Many families "like to be able to have a stab at owning one of those properties", the housing minister said.
Government to CPO thousands of properties as part of crackdown on vacant homes

No 19 South Terrace Cork City is on the derelict sites register. Picture: Larry Cummins

Housing minister Darragh O'Brien has promised to dramatically ramp up compulsory purchase orders (CPOs) as part of a multi-pronged approach to reducing the number of vacant homes.

Mr O'Brien is now instructing the Housing Agency to CPO thousands of vacant properties and to then put them up for sale on the private market.

This plan is among a number of initiatives that will focus on above-the-shop living, making it more affordable to renovate old buildings, changing planning laws, and bringing vacant properties into use.

"Vacancy has not been tackled in any sort of systemic way and structured way for a long number of years," he said.

Mr O'Brien admitted that current laws around CPOs are "complex", but he wants to make thousands of homes available to private buyers through this mechanism.

The minister has set a target of 2,500 properties that would be acquired via CPO over the next two and a half years. These houses would be on top of what is acquired for social housing.

"I actually want the Housing Agency to sell them back into the market, OK, just that we could also sell some of these vacant homes back into the private market," he said.

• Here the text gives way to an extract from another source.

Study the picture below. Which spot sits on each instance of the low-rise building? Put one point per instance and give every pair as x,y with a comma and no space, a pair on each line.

"There's a lot of working individuals and working families who would also like to be able to have a stab at owning one of those properties.

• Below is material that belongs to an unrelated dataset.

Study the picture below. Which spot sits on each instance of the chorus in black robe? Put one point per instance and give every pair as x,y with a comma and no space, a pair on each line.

"This is on top of what we are doing in public [social housing]."

Mr O'Brien said that specific targets will be set in each area, adding that local authorities have a "fair handle" on the level of vacancy and are aware of properties that could be acquired under CPO.

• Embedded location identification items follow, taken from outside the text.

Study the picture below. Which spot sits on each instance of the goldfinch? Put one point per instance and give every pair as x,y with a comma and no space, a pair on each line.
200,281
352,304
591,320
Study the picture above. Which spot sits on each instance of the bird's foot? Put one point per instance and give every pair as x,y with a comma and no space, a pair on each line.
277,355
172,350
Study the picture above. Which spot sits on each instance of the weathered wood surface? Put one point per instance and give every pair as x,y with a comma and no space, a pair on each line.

Separately, Mr O'Brien has already indicated that exemptions for the conversion of commercial premises, as well as for above-shop living will be extended out to 2025. This means that a person will not have to apply for planning permission to change the premises from a commercial to a residential unit.

Mr O'Brien said: "Above-shop living is something that no government has cracked over the last decade or more.

"In every city and every town in this country, we have empty spaces above shops that people would happily live in. And we haven't been able to figure out how to do that better and to help to make it viable for people to actually convert them into homes and that has been for a couple of reasons.

"One is because the standards are so exacting, in my view, that they make it next to near impossible to do it unless you have a heap of money and you're really doing it as a labour of love. That's not sustainable."

He said he would be looking at issues around planning and also the categorisation of protected structures as part of addressing this.

"I've extended the exemption, the planning exemption from commercial to residential, so that is being extended to 2025," he said. 

"We need to do more than that, I can't do everything in the first year. But vacancy is a scourge and it is an untapped resource. We can do a lot better in that space."